In this study, a significant portion of patients were male (60%), and the most frequent age range was 21-30 years. In one CDC survey between 1981-1983, 43,813 out of 51,880 workers with lidocaine toxicity were female (32). Following reviewing all studies on “lidocaine poisoning/intoxication” in PubMed and Google Scholar databases, we found seven parallel studies. Five of the cases occurred in women, three in men and one did not mention. The mean age of the victims was 47.25 years (12, 16, 33-37), which is higher than our results. The difference may be because of accidental poisoning in the elderly.

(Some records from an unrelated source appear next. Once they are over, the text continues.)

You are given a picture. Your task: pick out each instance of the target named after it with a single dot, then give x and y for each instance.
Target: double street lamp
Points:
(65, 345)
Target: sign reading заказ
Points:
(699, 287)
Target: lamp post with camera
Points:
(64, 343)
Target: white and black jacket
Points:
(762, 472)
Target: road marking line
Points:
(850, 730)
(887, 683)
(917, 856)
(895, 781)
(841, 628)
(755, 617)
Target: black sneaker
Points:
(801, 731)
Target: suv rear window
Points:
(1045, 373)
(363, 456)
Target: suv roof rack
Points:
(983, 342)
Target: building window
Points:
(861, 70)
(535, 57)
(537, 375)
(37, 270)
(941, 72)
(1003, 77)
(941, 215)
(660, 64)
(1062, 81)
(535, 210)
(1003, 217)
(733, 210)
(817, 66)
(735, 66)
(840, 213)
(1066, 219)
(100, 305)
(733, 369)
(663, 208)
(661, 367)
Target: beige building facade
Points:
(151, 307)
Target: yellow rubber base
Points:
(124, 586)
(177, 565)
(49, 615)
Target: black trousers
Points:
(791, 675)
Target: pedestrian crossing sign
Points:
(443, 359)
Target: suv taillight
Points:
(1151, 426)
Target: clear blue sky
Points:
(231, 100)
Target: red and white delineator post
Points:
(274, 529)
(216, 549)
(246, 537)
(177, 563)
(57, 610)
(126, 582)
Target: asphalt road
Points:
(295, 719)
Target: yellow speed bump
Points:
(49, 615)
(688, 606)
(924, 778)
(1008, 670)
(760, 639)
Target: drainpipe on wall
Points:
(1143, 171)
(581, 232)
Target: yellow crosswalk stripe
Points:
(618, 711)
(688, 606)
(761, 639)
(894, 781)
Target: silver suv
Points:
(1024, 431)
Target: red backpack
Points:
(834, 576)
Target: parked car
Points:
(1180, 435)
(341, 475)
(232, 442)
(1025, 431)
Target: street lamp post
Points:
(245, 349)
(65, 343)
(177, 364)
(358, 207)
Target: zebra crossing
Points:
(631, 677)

This case series illustrated the relatively high suicidal rate in lidocaine poisoning and focuses on the management of such patients. Clinicians need to be aware of the possible toxicity of topical or oral lidocaine and wisely review dosage schedules and discuss potential toxicity with patients in addition to allowing for alternative therapeutic modalities.
Limitations
Since this was a retrospective study, the primary limitation was that the ingested dose of lidocaine was determined by taking a history of the patients and some patients may not have declared the exact dosage. Besides, lidocaine blood level could not be evaluated because we do not have the equipment in Iran. Therefore, serum lidocaine concentrations must be determined in further studies.
Conclusion:
Based on the results of this study, most cases of topical lidocaine toxicity were among < 40 year old patients with a male to female ratio of 1.2, with suicidal attempt in 90%, need for intensive care in 36.6%, and mortality rate of 10%.
Acknowledgments
We would like to express gratitude to the staff of Loghman Hakim Hospital who supported us in conducting this study.
Author contributions:
This paper was based on Dr. Elmi’s thesis. Dr. Rahimi and Dr. Shadnia were the supervisor and advisor professors, respectively. They conceived the presented idea. Dr. Elmi gathered the data and performed the primary statistical analysis. Dr. Soltaninejad and Dr. Forouzanfar revised the primary form of the article. Dr.Hassanian-Moghaddam and Dr. Zamani revised the final version of the study. All authors discussed the results, took part in preparing the final manuscript and agreed upon the concluding version of the document.
Funding/support:
We received no funding or support for this work.
Conflicts of Interest
The authors declare that there is no conflict of interest regarding the publication of this paper.